"Giustizia climatica", nuove imposizioni
Con una storica sentenza il Tribunale Amministrativo di Parigi ha condannato lo Stato francese per danni ecologici e ambientali, in quanto non sta rispettando gli impegni di abbattimento delle emissioni di anidride carbonica. Un passo fondamentale nel processo di imposizione di una nuova dittatura ecologista.
Il governo francese è stato condannato da un tribunale amministrativo di Parigi perché non mantiene le promesse sulla riduzione delle emissioni di gas serra. Senza dubbio è una sentenza storica, anche se in Olanda già nel 2019 la Corte Suprema ordinò al governo di tagliare entro il 2020 le emissioni di gas serra del 25% rispetto ai livelli del 1990.
In Francia tutto è nato da una petizione online firmata nel 2018 da 2.3 milioni di persone, che poi si è tradotta in una denuncia presentata nel marzo 2019 da quattro Organizzazioni non governative – Oxfam, Greenpeace, Notre Affaire à Tous, the Nicolas Hulot Foundation – che accusavano il governo francese di non rispettare gli impegni presi in sede di Accordi di Parigi.
Come si ricorderà gli Accordi di Parigi, firmati nel 2015 con la finalità di mantenere l’aumento della temperatura terrestre al di sotto dei 2 °C entro il 2100, impegnano gli Stati a presentare un piano volontario di riduzione delle emissioni di anidride carbonica, da aggiornare ogni cinque anni. La Francia si è impegnata a ridurre del 40% le proprie emissioni entro il 2030 e a raggiungere la neutralità carbonica entro il 2050. Per raggiungere tale obiettivo dovrebbe diminuire le emissioni dell’1,5% entro il 2025 e successivamente del 3,2%. Ma nel biennio 2018/2019, le emissioni si sono ridotte dello 0,9%. Da qui la protesta delle ONG, che accusano il governo di trascurare la lotta ai cambiamenti climatici nonché di muoversi troppo lentamente nel rinnovare le abitazioni dal punto di vista dell’efficienza energetica e nella transizione verso le energie rinnovabili.
La sentenza del 3 febbraio del Tribunale amministrativo parigino dà ragione alle ONG e condanna lo Stato francese per danni morali ed ecologici. Per il danno ecologico, la Corte ha respinto la richiesta di risarcimento economico a favore delle quattro ONG in quanto rappresentanti della collettività; chiede invece che lo Stato francese, che ha tempo due mesi per rispondere, paghi “in natura” mettendo in atto azioni immediate per raggiungere gli obiettivi fissati. Per i danni morali invece il Tribunale ha riconosciuto il pagamento simbolico di 1 euro alle quattro ONG perché il fallimento dello Stato nel combattere i cambiamenti climatici è «andato a detrimento dell’interesse collettivo».
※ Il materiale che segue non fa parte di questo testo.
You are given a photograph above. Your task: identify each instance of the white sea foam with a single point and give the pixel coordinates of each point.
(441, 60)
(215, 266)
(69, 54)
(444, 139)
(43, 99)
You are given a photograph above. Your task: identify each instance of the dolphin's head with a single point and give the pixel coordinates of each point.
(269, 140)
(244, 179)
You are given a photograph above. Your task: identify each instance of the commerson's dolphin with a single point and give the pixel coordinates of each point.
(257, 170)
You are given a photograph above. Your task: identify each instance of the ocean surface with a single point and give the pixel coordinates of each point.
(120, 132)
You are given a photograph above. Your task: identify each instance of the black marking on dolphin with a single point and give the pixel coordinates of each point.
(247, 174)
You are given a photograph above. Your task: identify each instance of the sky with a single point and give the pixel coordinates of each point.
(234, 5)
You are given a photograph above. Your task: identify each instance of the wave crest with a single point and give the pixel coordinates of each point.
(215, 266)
Hanno certamente ragione le associazioni ambientaliste a cantare vittoria per una sentenza che va nella prospettiva della cosiddetta “giustizia climatica” e promette di fare scuola in tutto l’Occidente. Si tratta di un passo importante verso l’affermazione della dittatura ecologista, che pretende di imporre obiettivi e comportamenti sulla base di asserzioni pseudo-scientifiche, piegando lo Stato di diritto a esigenze ideologiche.
Gli Accordi di Parigi non sono un trattato e quindi il vincolo legale è limitato alla necessità di prendere impegni, il cui contenuto è però libero. Inoltre, anche nel caso dei trattati, sono anzitutto le istanze sovranazionali a verificare il rispetto o meno di quanto firmato e a comminare eventuali sanzioni. Qui invece vediamo all’opera un tribunale nazionale che interviene avocando a sé una materia sulla cui competenza c'è molto da discutere. È un po’ come se un’associazione di consumatori di un paese europeo facesse causa al proprio Stato per il mancato rispetto dei parametri del Patto di stabilità.
Ma la “giustizia climatica” ha fretta, c’è un’emergenza cui fare fronte (vi ricorda qualcosa?) e non si può andare troppo per il sottile. Ci pensano i nuovi Tribunali del popolo – sotto forma di ONG ambientaliste – a individuare e punire i colpevoli. Siamo di fronte a una deriva pericolosa che si salda a quelle sul fronte dell’imposizione dell’ideologia LGBT, della dittatura sanitaria di recente acquisizione e più in generale del politicamente corretto.
E la cosa più drammatica è che siamo certi che prima o poi si alzerà qualcuno a dire che questa “giustizia climatica” è anch’essa Dottrina sociale della Chiesa.